Lot 18
  • 18

John Linnell 1792-1882

Estimate
60,000 - 80,000 GBP
bidding is closed

Description

  • John Linnell
  • The Farmer's Boy
  • signed l.c.:J.Linnell fect. 1830.
  • oil on panel

Provenance

E.T. Daniell;
Richard Redgrave and thence by descent

Exhibited

Royal Academy, 1830, no.251;
British Institution, 1831, no.75;
Royal Academy, Exhibition of the Works of the Old Masters, 1883, no.76

Literature

Alfred T. Story, The Life of John Linnell, 1892, p.226;
David Linnell, Blake, Palmer, Linnell & Co.  The Life of John Linell, 1994, pp.127, 134

Catalogue Note

In early 1829, Linnell spent considerable time with Samuel Palmer to whom he gave advice and encouragement.  Together they visited the Royal Academy where Linnell worked on a copy after Carracci for the purposes of an engraving by Pye.  They also studied a work by Leonardo at Somerset House, and, with other members of 'the Ancients' - young artists consumed by interest in the recently deceased William Blake - Palmer was a regular visitor to Linnell's studio at 26 Porchester Terrace.  In June 1829, Linnell, after viewing the Summer exhibition at the Royal Academy, accepted an invitation to visit Palmer at Shoreham.  He travelled with George Richmond on the coach to Riverhead and from there they hired a cart for three shillings to complete the journey.

It was during this visit that Linnell and Palmer sketched the young shepherd boy piping.  Palmer's sketches are untraced but he used the pose in his mid 1850's watercolour 'The Piping Shepherd' (Ulster Museum, Belfast [835] ).  Linnell's two watercolour studies, and one oil replica are recorded.  One watercolour of the boy, signed J.Linnell Shoreham (fig.1) is in a private collection.  Another, signed the same way, was with Anthony Reed in 1978, and the oil replica is in the Paul Mellon Collection, Yale Center for British Art.  This painting, the culmination of his studies of the young boy, whose existence was recorded, and whose appearance was known from the surviving studies and replica, has come to light in the collection of a descendant of Richard Redgrave, Linnell's fellow artist.

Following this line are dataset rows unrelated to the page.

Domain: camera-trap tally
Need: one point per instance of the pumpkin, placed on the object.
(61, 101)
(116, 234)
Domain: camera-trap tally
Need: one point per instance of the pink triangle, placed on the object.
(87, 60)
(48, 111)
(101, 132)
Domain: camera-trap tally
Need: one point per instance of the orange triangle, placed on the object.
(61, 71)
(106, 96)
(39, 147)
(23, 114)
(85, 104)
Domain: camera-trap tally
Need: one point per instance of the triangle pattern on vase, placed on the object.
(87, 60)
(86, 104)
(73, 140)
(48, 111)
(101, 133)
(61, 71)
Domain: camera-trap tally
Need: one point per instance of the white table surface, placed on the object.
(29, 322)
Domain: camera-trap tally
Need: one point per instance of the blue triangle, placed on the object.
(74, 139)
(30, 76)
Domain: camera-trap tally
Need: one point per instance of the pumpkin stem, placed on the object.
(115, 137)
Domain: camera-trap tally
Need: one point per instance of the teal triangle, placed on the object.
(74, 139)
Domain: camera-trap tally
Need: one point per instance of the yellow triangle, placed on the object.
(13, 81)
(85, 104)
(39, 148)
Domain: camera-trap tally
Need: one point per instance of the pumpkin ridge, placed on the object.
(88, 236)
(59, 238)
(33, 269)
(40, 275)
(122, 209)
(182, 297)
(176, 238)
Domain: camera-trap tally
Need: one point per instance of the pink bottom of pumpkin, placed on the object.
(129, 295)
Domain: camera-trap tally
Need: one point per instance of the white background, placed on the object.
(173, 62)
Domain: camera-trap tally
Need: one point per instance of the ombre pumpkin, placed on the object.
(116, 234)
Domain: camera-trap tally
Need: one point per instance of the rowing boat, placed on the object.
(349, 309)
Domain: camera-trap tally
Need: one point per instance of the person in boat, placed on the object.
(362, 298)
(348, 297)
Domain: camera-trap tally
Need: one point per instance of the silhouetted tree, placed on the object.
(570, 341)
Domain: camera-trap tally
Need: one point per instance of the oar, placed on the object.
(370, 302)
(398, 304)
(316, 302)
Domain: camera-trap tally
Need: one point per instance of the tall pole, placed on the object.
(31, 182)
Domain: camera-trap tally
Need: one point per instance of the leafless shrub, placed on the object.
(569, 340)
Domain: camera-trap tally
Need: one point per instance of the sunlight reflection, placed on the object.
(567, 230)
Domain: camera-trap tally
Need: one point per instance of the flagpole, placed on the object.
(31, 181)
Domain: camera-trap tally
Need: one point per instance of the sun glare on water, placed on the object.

Linnell records in his journal of June 1829 that he worked on the picture for four days, and then did not touch it until February 1830 when he spent a further five days on it.  In March he worked on it for a further six days and then sent it to the Royal Academy.  In December 1830, he retouched it again before sending it to the British Institution in 1831.  The visit to Shoreham in June 1829, coincided with Linnell being unwell and weak, and on the second day of his stay, Palmer borrowed a wheel barrow and with Richmond pushed Linnell at midnight, all of them singing songs from Locke's Macbeth.  Indeed, Palmer referred back to this event, which must have bewildered any of the villagers of Shoreham who witnessed it, in his letter of 30th July with which he entreated Linnell to return again to Shoreham, ....' I hope you will as soon as possible find your way to Morants Court Hill whence, if I have strength I will fetch you in the barrow or hire a curate to assist me from the village.' (The Letters of Samuel Palmer, edited by Raymond Lister, 1974, p.54-5.)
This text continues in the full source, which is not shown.